Taking out a second or third mortgage to buy more properties isn’t that different from taking out a loan on a primary residence. However, there are a few things you’ll want to consider before borrowing.
Pass the stress test
While Baldwin noticed the mortgage rules grew tighter as the years passed, as of January 2018, borrowing has become even harder. The federal government’s new stress test requires conventional borrowers have enough money to pay for a mortgage rate that’s equivalent to the Bank of Canada’s five-year lending rate – currently 5.34 percent – or at the lender’s rate plus 2 percent, whichever is higher. While the actual rate you pay may be lower, you still have to meet this threshold on any new conventional mortgage. “Even though you make the same amount of money, you will no longer qualify for a loan of the same size,” says West.

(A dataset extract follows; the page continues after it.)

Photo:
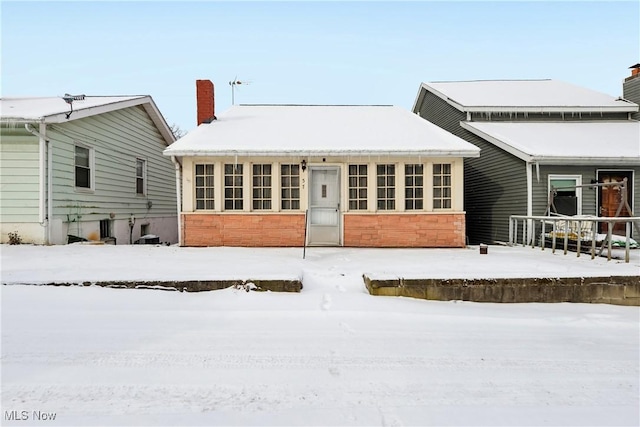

According to calculations made on the Government of Canada’s qualifier online tool, a household making $200,000 a year with no other debts can be loaned $800,000 in total – say $400,000 for their home and $400,000 for a condo, taking into account modest costs for heating and property tax. But at a $150,000 income, those debt ratios would be too high. If you wanted to own two $400,000 properties, you’d have to come up with a bigger down payment or find a cheaper investment property.
As Baldwin can attest to, financial firms will want to see plenty of paperwork before they lend you money for a second home. You’ll need to provide pay stubs to prove your income, and your T1 General, which lists your annual income. You’ll have to show three years of Notices of Assessment if you are self-employed.
Lenders may also ask you to provide heating bills, which you’ll need to get from the previous owner or estimate at about $1 per square foot if bills are not available. You’ll also need a property tax bill or estimate.
If you plan to rent out your new-to-you house or condo, lenders will want to see a signed lease agreement or an appraisal with fair market rents. If you are already a landlord and have owned a rental property for two years or more, you’ll need a Statement of Real Estate Rental, which shows how much you made from rental income in previous years.
But be warned: only 50 percent of your rental income gets counted when calculating whether you qualify for a new mortgage. West says lenders prefer landlords who can show rental income for at least two years. “The more stable their income is, the easier it is to qualify for a new purchase, as we can use a net rent calculation,” she explains.
Suss out the property
Lenders also care about more than just the money – they want to know that the property you’re buying is up to snuff. “Cottages can be very tricky,” says West. “Some lenders won’t lend if it’s in a remote area. It needs to be accessible in the winter months.” Island paradises, houses in flood zones and others may be considered risky for lenders.
Manage your investment
Baldwin doesn’t miss having to juggle mortgage payments or having to chase after tenants to pay rent. He used a line of credit to deal with shortfalls.
Since the expenses related to having an income property – mortgage interest, repairs, insurance, and heat and hydro – are tax deductions, West says it may not make sense to prioritize paying off a second mortgage. But if you want to lighten that particular load faster, she says clients often use their tax refund for a lump-sum payment on either of their mortgages: just be sure you can do so without penalty, and that your financial advisor agrees.
If you’re thinking of making another property investment, it’s important that the payments and other costs work with your overall financial plan, and that you’ll be able to carry those mortgage costs even if your life situation changes. “It’s got to make sense,” says West. “Real estate is not a short-term investment.”